Dr. Guan is a statistical geneticist specialized in developing statistical models and computational methods to analyze genetic and genomic data. He studied probability and stochastic processes, as well as classical population genetics theory, with Professors Steve Krone and Paul Joyce at the University of Idaho (2002-2006). The highlight of his Ph.D. work was the invention of the small-world Markov chain Monte Carlo algorithm and the theoretical study of its polynomial convergence.
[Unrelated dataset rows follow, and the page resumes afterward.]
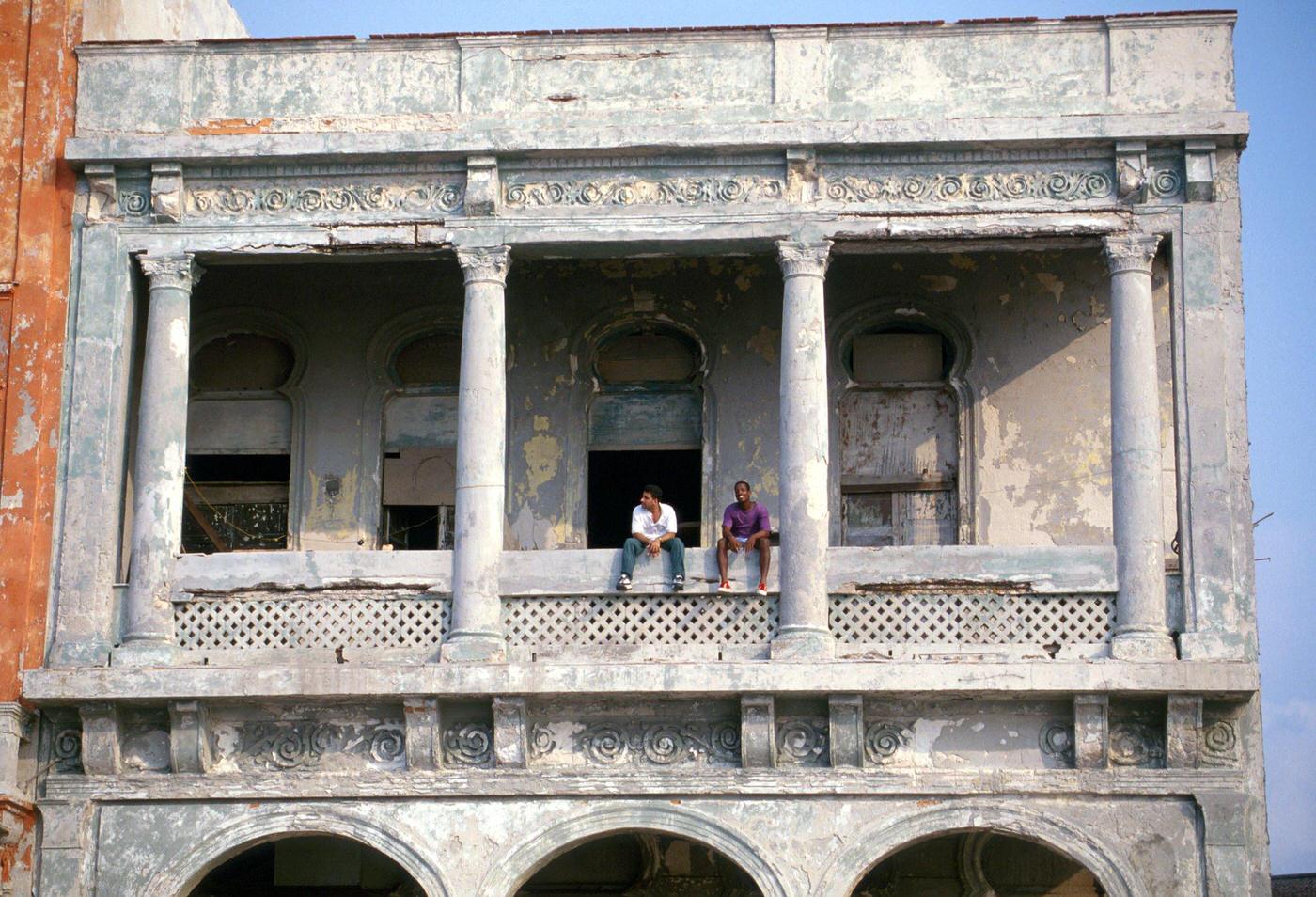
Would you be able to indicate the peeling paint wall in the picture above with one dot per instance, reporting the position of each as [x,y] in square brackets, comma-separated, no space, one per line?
[1037,377]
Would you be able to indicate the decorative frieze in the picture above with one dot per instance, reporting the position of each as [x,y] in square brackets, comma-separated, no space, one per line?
[885,739]
[469,745]
[664,745]
[645,191]
[967,187]
[1136,745]
[1219,743]
[802,742]
[331,200]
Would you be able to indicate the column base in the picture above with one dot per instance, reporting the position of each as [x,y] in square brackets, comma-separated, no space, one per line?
[145,653]
[1142,646]
[473,646]
[803,644]
[79,653]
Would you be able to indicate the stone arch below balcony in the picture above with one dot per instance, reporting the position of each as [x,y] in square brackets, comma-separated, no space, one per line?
[187,870]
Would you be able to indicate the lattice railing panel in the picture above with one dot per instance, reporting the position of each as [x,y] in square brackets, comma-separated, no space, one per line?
[973,620]
[640,620]
[312,621]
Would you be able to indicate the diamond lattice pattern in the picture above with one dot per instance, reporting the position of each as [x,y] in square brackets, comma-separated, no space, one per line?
[973,620]
[640,620]
[312,621]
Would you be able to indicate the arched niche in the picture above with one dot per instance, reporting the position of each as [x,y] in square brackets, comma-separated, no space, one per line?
[410,431]
[901,433]
[243,433]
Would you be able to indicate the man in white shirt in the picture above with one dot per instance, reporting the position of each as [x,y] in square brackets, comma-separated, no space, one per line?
[653,528]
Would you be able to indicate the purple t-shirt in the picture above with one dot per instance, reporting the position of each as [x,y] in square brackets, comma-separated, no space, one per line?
[745,523]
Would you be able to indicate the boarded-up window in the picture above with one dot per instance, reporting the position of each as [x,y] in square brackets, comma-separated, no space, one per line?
[899,443]
[431,360]
[647,358]
[236,502]
[239,446]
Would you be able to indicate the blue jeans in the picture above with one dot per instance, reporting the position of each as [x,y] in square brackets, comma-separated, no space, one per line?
[634,548]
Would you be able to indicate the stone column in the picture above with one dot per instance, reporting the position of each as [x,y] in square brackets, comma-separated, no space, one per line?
[480,460]
[1141,631]
[158,462]
[805,515]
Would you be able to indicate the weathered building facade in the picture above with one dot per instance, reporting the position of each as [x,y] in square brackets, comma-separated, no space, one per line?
[375,344]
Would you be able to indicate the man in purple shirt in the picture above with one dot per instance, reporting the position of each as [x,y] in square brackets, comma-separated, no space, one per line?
[745,527]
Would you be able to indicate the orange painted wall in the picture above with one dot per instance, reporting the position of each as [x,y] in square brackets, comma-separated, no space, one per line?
[37,82]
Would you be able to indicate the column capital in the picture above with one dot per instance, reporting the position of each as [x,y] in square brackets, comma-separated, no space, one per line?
[803,259]
[1131,252]
[178,270]
[484,263]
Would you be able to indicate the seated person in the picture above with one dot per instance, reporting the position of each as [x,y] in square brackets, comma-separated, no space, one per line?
[745,527]
[653,528]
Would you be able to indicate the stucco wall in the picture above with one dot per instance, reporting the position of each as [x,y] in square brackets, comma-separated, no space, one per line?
[160,20]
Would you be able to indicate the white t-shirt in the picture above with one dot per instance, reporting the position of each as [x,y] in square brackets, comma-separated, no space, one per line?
[644,523]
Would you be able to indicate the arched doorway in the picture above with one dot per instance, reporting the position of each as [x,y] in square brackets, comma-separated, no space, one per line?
[640,864]
[978,864]
[306,866]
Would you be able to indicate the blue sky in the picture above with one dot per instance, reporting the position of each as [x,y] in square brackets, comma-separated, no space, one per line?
[1276,55]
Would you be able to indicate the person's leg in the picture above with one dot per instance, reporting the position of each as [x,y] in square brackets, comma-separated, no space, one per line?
[678,556]
[629,552]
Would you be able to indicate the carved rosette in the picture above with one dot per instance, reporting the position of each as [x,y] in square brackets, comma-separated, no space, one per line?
[171,272]
[803,259]
[1057,740]
[661,745]
[970,187]
[484,263]
[1136,745]
[469,745]
[803,742]
[1131,252]
[884,740]
[1220,743]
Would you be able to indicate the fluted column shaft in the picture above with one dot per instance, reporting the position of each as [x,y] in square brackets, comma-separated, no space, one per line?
[1141,631]
[160,460]
[480,459]
[805,518]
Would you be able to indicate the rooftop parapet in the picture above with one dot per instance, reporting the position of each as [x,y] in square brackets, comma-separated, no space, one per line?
[822,83]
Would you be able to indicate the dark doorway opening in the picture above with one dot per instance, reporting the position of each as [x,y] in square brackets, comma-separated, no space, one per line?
[309,866]
[616,480]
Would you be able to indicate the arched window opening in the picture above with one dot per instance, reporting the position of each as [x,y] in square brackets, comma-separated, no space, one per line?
[420,446]
[982,864]
[309,864]
[647,426]
[899,440]
[640,864]
[239,446]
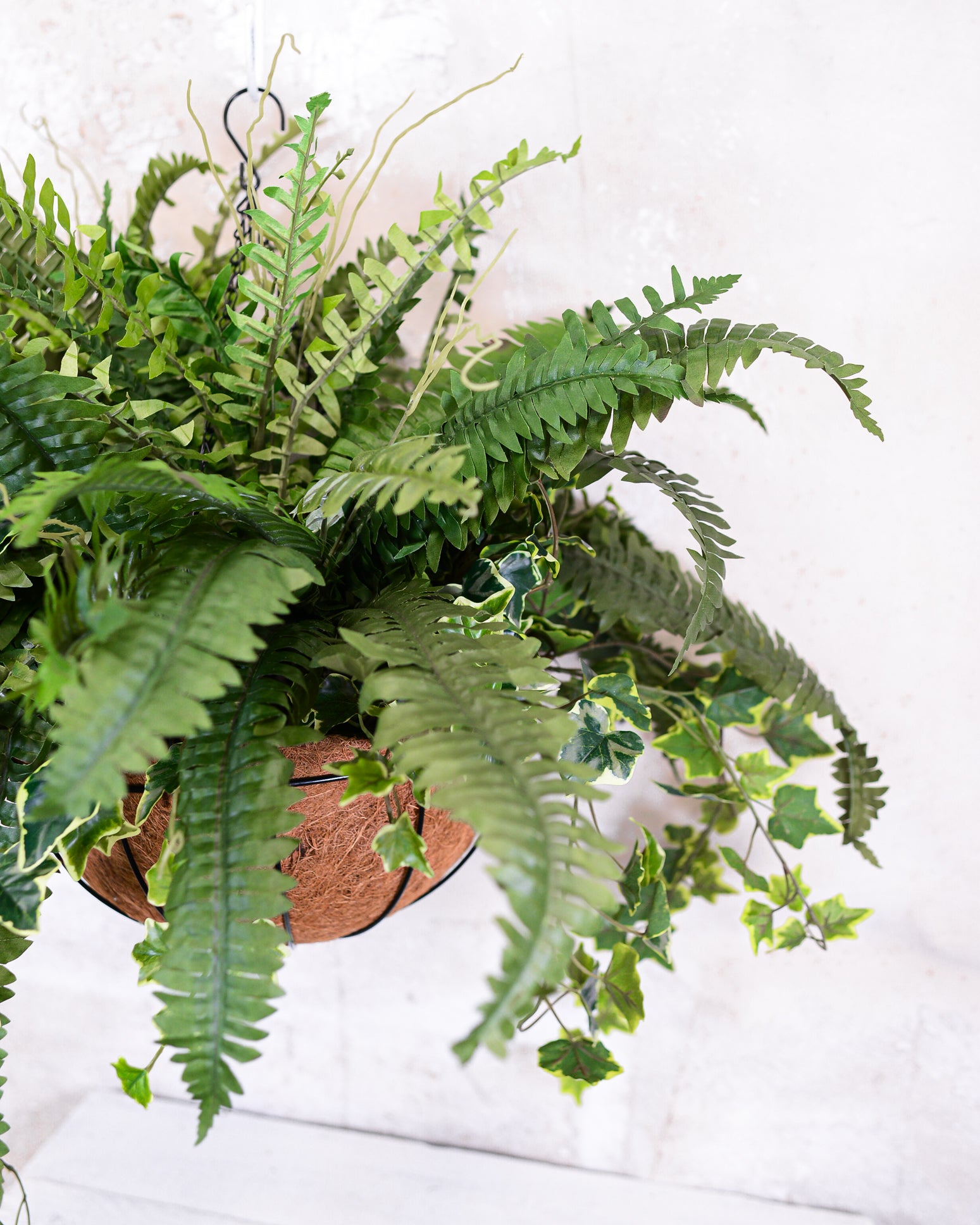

Dr. Guan did an extended postdoctoral training with Professor Matthew Stephens at the University of Chicago (2006-2010). During which he worked on Bayesian imputation-based association mapping and Bayesian variable selection regression. He moved to Baylor College of Medicine to start his own lab in August 2010. The highlight of his tenure there include p-values of Bayes factors, strong selection at MHC in Mexicans (via local ancestry analysis), and his collaboration with a diagnostic lab in Beijing, China to improve the efficacy of the noninvasive prenatal screening (NIPS).

In July 2018, his lab moved to Department of Biostatistics and Bioinformatics at Duke University School of Medicine as part of a tenure promotion. But his tenure was delayed due to an NIH investigation under the directive of Trump Department of Justice’s “China Initiative” for his collaboration with China. Although Dr. Guan disclosed to Duke on multiple occasions of his collaboration with China, NIH excluded Dr. Guan from all NIH funded research for unspecified “incomplete disclosure”, and Duke subsequently denied his tenure. Before he closed down his lab, his active research include genetic determinant of health disparity, cancer screening and monitoring, and Nubeam genomic sequencing analysis.